Tokyo Gov. Shintaro Ishihara is likely to form a new political party should Prime Minister Junichiro Koizumi lose in the Sept. 20 Liberal Democratic Party presidential election, Ishihara's son said Sunday.

"I think there will be a new Ishihara party," Nobuteru Ishihara, state minister in charge of administrative reform, said on a TV Asahi program.

"If there is anything that blocks Prime Minister Koizumi's track, it would be the end of the LDP" for having lost the public's support, Ishihara said, backing the prime minister.

Koizumi will face at least three challengers in the party presidential election. Former Transport Minister Takao Fujii, former Foreign Minister Masahiko Komura and former party policy affairs chief Shizuka Kamei have thrown their hats into the ring.

It has been widely speculated that the outspoken yet popular Tokyo governor and former Diet member would attempt to return to national politics by launching a new political party.

The governor is known for his confrontational style with the national government.

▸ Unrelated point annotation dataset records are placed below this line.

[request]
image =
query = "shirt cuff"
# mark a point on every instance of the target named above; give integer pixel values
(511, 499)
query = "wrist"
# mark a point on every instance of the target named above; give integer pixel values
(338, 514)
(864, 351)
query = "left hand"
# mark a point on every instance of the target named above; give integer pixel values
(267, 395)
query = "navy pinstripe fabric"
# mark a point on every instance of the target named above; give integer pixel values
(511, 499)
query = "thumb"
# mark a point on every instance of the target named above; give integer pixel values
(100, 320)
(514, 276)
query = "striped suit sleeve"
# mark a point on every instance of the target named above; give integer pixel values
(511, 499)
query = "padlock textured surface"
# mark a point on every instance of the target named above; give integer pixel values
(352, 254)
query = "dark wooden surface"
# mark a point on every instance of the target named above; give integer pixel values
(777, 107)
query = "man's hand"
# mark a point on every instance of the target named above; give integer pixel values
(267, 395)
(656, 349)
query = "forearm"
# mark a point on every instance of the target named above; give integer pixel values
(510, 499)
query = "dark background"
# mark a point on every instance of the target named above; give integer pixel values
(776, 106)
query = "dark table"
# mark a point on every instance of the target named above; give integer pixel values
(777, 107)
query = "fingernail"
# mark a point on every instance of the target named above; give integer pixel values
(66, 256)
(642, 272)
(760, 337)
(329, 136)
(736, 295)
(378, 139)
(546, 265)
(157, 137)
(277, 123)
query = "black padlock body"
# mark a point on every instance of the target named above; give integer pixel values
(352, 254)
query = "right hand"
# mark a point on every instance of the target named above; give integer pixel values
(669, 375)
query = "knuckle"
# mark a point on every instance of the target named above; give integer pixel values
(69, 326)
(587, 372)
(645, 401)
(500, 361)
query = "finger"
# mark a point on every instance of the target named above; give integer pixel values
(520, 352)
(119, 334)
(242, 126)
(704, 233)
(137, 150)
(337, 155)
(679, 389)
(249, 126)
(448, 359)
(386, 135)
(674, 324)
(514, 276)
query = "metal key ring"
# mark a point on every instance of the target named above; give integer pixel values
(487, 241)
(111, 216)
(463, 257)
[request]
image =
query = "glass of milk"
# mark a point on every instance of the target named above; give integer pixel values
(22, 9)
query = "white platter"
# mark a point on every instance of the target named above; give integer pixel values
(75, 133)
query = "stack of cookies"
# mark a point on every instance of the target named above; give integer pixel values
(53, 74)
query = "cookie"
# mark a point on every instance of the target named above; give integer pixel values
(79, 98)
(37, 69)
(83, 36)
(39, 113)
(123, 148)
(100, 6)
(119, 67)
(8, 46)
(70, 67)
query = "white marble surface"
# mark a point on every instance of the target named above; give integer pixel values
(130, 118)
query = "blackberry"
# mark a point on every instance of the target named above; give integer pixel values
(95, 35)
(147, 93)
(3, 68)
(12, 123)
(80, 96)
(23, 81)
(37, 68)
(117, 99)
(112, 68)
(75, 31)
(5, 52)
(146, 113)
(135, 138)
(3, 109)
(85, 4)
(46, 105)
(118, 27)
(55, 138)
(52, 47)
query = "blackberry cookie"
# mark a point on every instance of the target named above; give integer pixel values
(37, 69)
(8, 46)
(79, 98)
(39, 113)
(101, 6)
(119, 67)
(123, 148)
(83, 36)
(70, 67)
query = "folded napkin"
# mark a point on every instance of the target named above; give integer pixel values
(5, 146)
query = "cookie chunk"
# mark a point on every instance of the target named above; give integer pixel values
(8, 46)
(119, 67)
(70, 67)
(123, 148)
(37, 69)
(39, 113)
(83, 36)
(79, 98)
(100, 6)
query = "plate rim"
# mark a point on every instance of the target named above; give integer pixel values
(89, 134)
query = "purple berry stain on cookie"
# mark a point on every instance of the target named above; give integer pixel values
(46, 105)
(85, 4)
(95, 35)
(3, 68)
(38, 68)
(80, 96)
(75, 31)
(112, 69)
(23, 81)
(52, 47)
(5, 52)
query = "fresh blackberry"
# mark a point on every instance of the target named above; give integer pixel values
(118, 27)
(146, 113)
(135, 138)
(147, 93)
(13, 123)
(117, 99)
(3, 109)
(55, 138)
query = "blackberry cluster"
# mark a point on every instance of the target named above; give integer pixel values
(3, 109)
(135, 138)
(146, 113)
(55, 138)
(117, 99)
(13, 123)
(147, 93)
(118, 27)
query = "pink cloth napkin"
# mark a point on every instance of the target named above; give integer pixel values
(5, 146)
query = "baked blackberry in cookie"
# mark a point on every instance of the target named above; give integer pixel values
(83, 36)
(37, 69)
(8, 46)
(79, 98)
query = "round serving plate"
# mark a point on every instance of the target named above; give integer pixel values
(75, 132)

Despite his controversial policies and nationalistic and discriminatory comments about non-Japanese, he was re-elected to a second term in April with overwhelming popularity.

"Accomplishments have been made in two years' time," Ishihara said, referring to Koizumi's structural reform promises.

He said the prime minister's reforms of public corporations are efforts to downsize the fiscal investment and loan program, known as the second budget, to downsize the government.